# The best place to live if you work in Deira



## JohnTheDon (Nov 15, 2013)

Hi all,

I'm John. I'll be moving to Dubai at the end of the month. I'll be working at the Emirates NBD building in Deira. Can you let me know what you think are the best Neighbourhoods to live in terms of having good access to the office? Both by metro or car?


----------



## Asimfrombombay (Sep 20, 2013)

Of course Daira


----------



## Mix (Jul 18, 2010)

Hi John,

If you're working at the Emirates NBD head office, you'll be well-served by the Metro and I'd therefore prioritise areas which are near a metro station. If you're thinking of driving, I would first check whether you'll have a parking space at work.

Personally, I'd look at areas which are to the south-west along the Red line. You could look at the buildings on Sheikh Zayed Road (SZR) including Trade Centre and DIFC areas, or the SZR side of Business Bay (Executive Towers, etc.). The next main residential area is around Mall of the Emirates, but you may find the commute takes too long - the RTA.ae website has a journey planner so you can check.

If you are sure you'll have a car, and need a villa/family environment then you could also look at areas such as Jumeirah or Mirdif (park and ride from Rashidiya).

The best area will depend on your budget, commuting time tolerance, what type of accommodation you need (apartment vs. villa, one room vs. family place, etc.), and other qualitative factors (type of neighbours, etc.).

To the south-east on the Red line, or either direction on the Green line you're likely to find that the areas are non-residential (industrial or shopping areas) or the housing stock is older with a higher population density. That said, if you are on a tight budget for a family apartment, you may find something on the green line north-east (Al Nahda, etc.).


----------



## nicegalmemi (Nov 17, 2013)

Try qusais/ mamzar or Riqqa. I think they should be ok.


----------



## Fat Bhoy Tim (Feb 28, 2013)

nicegalmemi said:


> Try qusais/ mamzar or Riqqa. I think they should be ok.


Qusais?


----------



## TallyHo (Aug 21, 2011)

You've received suggestions that are all over the map but Mix described it pretty well. It's always nice to have the metro as a viable option for getting to work. 

The issue is whether you want to live in an apartment in an area with plenty of other western expats and if so that means living south of the Creek. Sheikh Zayed/DIFC is a good option, as is Business Bay.
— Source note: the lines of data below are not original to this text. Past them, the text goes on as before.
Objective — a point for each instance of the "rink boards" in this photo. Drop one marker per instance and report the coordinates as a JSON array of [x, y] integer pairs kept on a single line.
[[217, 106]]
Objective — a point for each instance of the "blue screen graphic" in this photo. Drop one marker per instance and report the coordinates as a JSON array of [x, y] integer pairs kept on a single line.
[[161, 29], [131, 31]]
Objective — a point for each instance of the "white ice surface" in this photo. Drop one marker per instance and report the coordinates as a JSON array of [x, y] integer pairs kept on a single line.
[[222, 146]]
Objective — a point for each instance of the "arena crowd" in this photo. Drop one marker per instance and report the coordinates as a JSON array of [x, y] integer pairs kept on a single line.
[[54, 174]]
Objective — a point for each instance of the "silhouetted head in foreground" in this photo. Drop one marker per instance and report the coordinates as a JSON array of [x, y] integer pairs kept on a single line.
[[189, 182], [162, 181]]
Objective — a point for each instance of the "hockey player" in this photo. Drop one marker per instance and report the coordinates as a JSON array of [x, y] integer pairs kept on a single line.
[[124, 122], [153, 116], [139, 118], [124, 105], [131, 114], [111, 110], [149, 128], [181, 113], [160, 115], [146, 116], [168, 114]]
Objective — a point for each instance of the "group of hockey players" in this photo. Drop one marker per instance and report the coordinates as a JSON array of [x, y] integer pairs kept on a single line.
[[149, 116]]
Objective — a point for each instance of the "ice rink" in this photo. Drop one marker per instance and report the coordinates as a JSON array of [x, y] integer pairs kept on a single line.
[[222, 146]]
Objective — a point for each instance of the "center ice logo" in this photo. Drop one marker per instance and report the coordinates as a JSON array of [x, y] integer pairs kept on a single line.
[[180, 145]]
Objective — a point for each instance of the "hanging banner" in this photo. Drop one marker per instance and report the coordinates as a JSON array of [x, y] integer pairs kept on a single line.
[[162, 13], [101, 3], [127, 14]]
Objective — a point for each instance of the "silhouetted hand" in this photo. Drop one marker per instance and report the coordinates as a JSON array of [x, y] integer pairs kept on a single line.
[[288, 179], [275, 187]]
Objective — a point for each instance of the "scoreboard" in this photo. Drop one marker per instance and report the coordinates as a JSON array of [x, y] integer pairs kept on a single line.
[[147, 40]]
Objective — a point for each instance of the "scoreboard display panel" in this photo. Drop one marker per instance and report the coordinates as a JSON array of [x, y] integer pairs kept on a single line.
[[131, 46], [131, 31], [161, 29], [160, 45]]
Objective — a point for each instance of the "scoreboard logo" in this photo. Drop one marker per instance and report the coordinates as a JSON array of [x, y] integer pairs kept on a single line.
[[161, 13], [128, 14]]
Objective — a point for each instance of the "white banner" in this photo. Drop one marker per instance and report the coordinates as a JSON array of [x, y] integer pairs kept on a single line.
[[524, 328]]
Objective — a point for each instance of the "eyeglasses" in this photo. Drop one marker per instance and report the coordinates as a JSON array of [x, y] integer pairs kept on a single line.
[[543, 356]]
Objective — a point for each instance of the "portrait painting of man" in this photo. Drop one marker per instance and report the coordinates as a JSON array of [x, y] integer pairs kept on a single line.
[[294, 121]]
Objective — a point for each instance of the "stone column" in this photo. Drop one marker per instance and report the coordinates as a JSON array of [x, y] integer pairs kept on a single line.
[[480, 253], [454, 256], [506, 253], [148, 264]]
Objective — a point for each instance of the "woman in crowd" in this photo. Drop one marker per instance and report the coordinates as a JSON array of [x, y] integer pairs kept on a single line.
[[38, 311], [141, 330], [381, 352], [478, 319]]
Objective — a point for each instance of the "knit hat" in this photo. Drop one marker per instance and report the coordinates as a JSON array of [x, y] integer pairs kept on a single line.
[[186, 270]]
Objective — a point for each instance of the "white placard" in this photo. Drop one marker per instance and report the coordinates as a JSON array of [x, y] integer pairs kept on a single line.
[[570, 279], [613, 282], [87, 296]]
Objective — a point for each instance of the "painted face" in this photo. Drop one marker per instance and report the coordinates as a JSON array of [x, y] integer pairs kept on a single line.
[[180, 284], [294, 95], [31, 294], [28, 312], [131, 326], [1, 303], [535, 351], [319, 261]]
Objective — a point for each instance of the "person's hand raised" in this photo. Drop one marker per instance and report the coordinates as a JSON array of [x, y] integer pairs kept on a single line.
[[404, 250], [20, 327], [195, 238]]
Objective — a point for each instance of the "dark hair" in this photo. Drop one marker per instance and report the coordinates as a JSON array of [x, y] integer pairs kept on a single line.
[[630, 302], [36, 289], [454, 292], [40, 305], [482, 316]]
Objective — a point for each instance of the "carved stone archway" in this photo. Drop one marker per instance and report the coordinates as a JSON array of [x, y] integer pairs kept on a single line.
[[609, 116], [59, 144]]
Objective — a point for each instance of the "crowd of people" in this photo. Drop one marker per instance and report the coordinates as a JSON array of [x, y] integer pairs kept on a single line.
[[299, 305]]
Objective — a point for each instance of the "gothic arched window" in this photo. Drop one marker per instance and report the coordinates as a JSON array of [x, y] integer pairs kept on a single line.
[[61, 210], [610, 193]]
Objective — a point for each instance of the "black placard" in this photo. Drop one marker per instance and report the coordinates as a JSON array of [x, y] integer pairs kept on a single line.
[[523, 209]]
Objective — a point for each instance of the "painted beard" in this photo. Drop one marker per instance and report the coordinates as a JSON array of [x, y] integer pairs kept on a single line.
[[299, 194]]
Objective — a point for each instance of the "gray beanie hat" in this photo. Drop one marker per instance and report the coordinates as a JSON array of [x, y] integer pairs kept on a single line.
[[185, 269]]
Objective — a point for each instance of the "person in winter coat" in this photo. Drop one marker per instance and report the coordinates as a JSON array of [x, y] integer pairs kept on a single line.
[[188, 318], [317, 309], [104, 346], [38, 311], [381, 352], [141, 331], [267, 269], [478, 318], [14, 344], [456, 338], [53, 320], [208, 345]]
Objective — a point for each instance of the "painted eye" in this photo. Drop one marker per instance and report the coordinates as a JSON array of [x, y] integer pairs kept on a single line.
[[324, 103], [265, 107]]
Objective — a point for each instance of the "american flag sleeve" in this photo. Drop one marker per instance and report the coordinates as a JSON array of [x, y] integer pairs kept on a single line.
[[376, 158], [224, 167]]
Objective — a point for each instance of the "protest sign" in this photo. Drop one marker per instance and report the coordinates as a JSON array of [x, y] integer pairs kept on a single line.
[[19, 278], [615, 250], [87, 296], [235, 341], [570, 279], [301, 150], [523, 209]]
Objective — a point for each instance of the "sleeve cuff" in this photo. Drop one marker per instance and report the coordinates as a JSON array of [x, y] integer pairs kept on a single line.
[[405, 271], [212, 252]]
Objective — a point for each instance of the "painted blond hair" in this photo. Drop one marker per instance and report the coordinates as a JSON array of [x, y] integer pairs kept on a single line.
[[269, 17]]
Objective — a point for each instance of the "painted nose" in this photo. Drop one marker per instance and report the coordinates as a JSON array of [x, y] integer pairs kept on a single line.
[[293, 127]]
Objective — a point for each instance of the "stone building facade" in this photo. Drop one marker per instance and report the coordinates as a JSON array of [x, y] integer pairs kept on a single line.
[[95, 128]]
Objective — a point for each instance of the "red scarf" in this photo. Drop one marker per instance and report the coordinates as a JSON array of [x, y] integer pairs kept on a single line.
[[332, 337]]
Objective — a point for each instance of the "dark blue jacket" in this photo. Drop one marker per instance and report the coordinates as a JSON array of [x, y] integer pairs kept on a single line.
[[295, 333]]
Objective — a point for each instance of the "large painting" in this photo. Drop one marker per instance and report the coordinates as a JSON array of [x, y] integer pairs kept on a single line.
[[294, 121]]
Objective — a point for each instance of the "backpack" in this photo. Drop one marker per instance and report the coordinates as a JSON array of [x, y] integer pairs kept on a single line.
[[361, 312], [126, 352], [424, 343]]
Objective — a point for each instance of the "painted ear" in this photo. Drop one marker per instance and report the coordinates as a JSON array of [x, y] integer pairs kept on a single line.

Even Downtown is feasible if you live in the Lofts and don't mind a 10 minute walk to the metro. 

The other areas suggested are north of the Creek and not popular with western expats, although they're perfectly fine if you don't mind being the only European in the whole building or even block! 

While there are western expats who do indeed live in Deira, it's a small number of people and from a social perspective you're better off south of the Creek. 

If you don't mind driving it's not that long of a commute from the Marina to Deira as you'd be going against the main traffic flow. 30 minutes seems to be the norm.


----------



## saraswat (Apr 28, 2012)

@OP: Referencing an earlier post on another thread, you might want to get in touch with the Russian mafia. They seem to be 'all up in it' in Deira and would be able to advise you towards which places to live ... 

p.s: my try at tongue-in-cheek, not sure if it worked ..


----------